Идя однажды к сестре Нине Мервольф, работавшей на Невском в издательстве "Изобразительное искусство", расположенном в Доме книги, что напротив Казанского собора, на лестничной площадке я столкнулся со стариком небольшого роста в широкополой шляпе, с белой бородкой, как у Бунина, с выразительными глазами, светлыми как озера, характерным разрезом ноздрей и, что меня поразило, – яркими тонкими губами, которые скрывали белоснежные усы. "Очень несоветское лицо, – подумал я. – Наверняка из "бывших". Преодолев застенчивость, протараторил, что, будучи молодым художником из средней художественной школы при институте имени Репина, хочу нарисовать его портрет.

Он изучал меня пытливым взглядом старчески-юных глаз. О чем-то спросил и согласился позировать.

В назначенный срок я явился с небольшим холстиком, и, знакомясь с его кабинетом в доме на Невском, заваленным книгами, – решил писать только голову, почти в профиль, чтобы глаза смотрели мимо нас. Я тогда ходил каждый день в Русский музей к моему любимому Валентину Серову, чьи портреты вызывали мое поклонение. Подолгу простаивая возле них, изучал каждый мазок мастера. Залы Русского музея днем были пустынными. Две старушки-хранительницы без конца говорили шепотом о родственниках, о том, в каком классе учатся их внуки. Как-то раз, когда я вновь появился в зале и остановился у портрета Орловой, одна из них неприязненно заметила:

"Опять пришел, как на работу… И чего ходит? Смотрит, смотрит и все равно так не сделает, как Серов…" И громко мне: "Молодой человек, не подходите так близко к картинам, их надо смотреть, а не нюхать, как вы каждый день". Вторая, более интеллигентная, тихо возразила: "Зря ты его так.

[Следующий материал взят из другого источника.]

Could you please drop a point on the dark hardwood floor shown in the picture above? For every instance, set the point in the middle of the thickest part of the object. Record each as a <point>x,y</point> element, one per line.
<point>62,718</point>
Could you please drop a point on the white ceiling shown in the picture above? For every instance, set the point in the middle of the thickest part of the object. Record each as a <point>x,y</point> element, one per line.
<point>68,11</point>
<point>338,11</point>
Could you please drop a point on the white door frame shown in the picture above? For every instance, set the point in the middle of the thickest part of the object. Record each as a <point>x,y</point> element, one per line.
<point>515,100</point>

Хороший юноша, может, и выйдет из него великий!" И засмеялась, вновь переходя на бытовой разговор с седой подругой…

Сергей Карлович Вржосек – так звали старого писателя, был другом В. Соловьева, Вересаева, Куприна, Горького и многих других, ставших для нас теперь историей.

Однажды во время сеанса он спросил: "А что ты, Ильюша, думаешь о Ленине и Крупской?" Я, с интересом посмотрев на свою модель, ответил: "А разве мое мнение важно?!" Сергей Карлович, доверительно посмотрев на меня, четко выговорил:

"Я писатель, юрист по образованию; у меня практику проходил Саша Керенский – балаболка и фанфарон. С Лениным и Крупской я работал в рабочей школе. Ленин работяга, компилятор и удивительно скучная личность, не говоря уже о Крупской. Понять не могу, как он превратился в гения? И потом он же был больной, фанатик, узколобый школяр…" Жена Сергея Карловича, втрое моложе его, спешившая на работу – она пела в церковном хоре в Александро-Невской Лавре, – встала сразу же над ним за стулом и, ласково качая головой, постучала себе по виску. "Не слушай его, – сказала мне. – Карлуша очень старенький, и у него свое мнение. Как еще жив остался?!" – "Что ты там шепчешь?" – гневно спросил Сергей Карлович, обернувшись к жене. Та, целуя его в темя, пропела первую строку романса "Отвори потихоньку калитку"…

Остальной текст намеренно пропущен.